Carl Klupar, owner of the art gallery and gift store Lynch and Kennedy, feels the park service changed their story

“There were communications between us and them indicating that we’d pay what we could during the COVIDS period, and then we would resume after it’s over, and now it’s changed a bit.”

And there is difficulty in tracking down how the agreement came to be:

“There was a combination of correspondence and informal conversations. And that’s part of the problem, I don’t think everything is all together in one spot.”

Co-owner Rosemary Libert points out that the message has not been consistent across different levels of the agency.

“We’ve got the communication with the local park service, and then the regional office, and then there is an office in Washington DC, they all seem to have some kind of opinion about this, and that’s part of the difficulty is that who has the deciding understanding of what actually occurred and what the understanding with everybody was.”

And she pleads for more open communication. 

“I think the conversation really needs to be brought back to the table where it’s reasonable. Paying full back rent for two years of lost industry, it creates such hardship for everybody> The five of us represent a good percentage of the local business owners in Skagway.”

Part of the issue may have to do with the original language used by the park. 

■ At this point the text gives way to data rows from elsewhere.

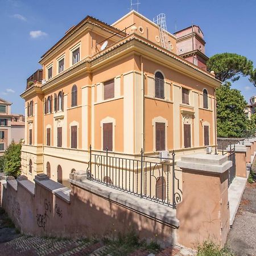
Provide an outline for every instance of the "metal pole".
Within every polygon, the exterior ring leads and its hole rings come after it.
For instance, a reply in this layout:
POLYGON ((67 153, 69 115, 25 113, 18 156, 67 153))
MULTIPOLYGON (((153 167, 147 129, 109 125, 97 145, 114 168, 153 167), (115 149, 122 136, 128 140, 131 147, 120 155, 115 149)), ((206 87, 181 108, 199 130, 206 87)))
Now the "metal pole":
POLYGON ((142 148, 141 148, 141 198, 142 198, 142 186, 143 186, 143 182, 142 180, 143 178, 143 150, 142 148))
POLYGON ((107 147, 106 148, 106 185, 108 187, 108 152, 109 151, 109 148, 107 147))

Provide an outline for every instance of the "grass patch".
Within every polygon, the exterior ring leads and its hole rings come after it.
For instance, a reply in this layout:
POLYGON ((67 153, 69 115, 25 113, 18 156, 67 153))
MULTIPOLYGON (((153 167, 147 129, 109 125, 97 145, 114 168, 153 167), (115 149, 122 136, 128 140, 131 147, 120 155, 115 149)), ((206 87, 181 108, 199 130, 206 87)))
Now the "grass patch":
POLYGON ((205 241, 197 247, 197 256, 235 256, 230 249, 225 246, 221 248, 212 242, 205 241))
POLYGON ((144 240, 140 240, 134 232, 126 235, 119 234, 115 239, 105 238, 103 242, 108 247, 106 254, 112 256, 125 256, 139 249, 155 253, 160 250, 160 246, 156 242, 147 243, 144 240))

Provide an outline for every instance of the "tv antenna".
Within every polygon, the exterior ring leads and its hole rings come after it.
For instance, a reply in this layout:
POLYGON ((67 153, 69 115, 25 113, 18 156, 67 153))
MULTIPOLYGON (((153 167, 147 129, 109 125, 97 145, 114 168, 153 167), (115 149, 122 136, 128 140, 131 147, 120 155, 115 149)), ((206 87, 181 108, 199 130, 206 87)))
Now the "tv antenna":
MULTIPOLYGON (((135 5, 137 5, 137 12, 138 13, 139 12, 139 5, 140 5, 141 3, 139 3, 139 0, 137 0, 137 3, 134 3, 134 0, 131 0, 131 7, 130 7, 130 10, 131 10, 131 11, 133 10, 135 10, 134 7, 133 6, 135 5)), ((135 1, 136 1, 136 0, 135 0, 135 1)))

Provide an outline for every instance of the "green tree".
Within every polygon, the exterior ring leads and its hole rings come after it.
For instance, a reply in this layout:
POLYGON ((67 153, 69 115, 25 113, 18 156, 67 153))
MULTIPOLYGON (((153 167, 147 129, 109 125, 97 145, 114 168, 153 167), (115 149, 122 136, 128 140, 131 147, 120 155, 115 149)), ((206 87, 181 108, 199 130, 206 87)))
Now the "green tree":
POLYGON ((17 177, 20 175, 20 154, 22 144, 14 141, 8 146, 3 155, 3 171, 6 175, 17 177))
POLYGON ((240 76, 249 76, 249 80, 255 86, 256 69, 253 63, 246 57, 225 52, 212 56, 207 62, 207 70, 213 71, 216 77, 224 82, 228 80, 237 81, 240 76))
POLYGON ((217 133, 220 137, 241 137, 248 127, 243 109, 246 101, 240 90, 226 82, 216 89, 217 133))

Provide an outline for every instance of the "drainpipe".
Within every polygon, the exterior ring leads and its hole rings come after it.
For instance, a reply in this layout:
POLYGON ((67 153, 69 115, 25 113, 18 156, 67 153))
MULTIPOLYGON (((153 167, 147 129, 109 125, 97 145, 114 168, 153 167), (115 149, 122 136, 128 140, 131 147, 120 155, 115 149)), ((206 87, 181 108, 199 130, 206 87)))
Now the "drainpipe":
POLYGON ((141 55, 141 146, 143 150, 144 148, 144 72, 143 72, 143 62, 142 60, 142 56, 141 55))

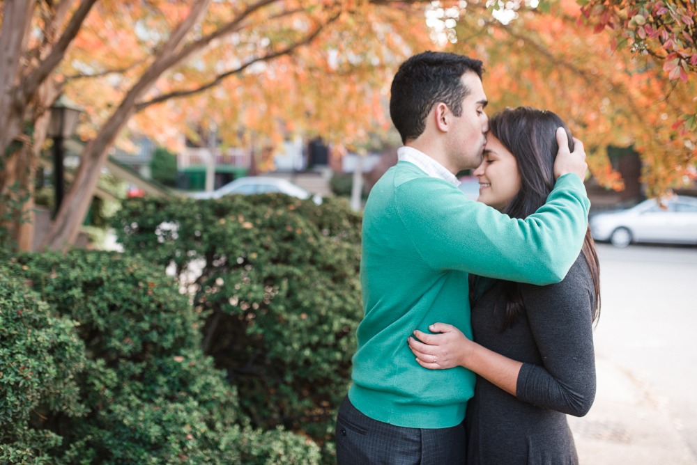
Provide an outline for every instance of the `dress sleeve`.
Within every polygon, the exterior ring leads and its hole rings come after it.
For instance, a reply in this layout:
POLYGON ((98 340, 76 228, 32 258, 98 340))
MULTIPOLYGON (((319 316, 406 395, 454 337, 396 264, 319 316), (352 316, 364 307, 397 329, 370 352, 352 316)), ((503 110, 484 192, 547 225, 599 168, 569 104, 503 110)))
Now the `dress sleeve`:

“Forbearance is about a mortgage or a loan, not a lease payment. On a lease you use different language to explain what their intent was. So I think part of the problem was one hand didn’t know what the other hand was doing.”

“It was clearly understood by all the lease holders that there would be no payment that was to be required and that any kind of payment was voluntary.”

For now, five locally owned businesses on Broadway have their future on hold. Winter is the time to order merchandise and make plans and hire staff, the current uncertainty doesn’t allow the owners to do any of it. Still they hope for an amicable resolution.

“We want to do our best to maintain a good relationship with the park service. And we just need to get this issue resolved.”

The National Park Service could not be reached by airtime.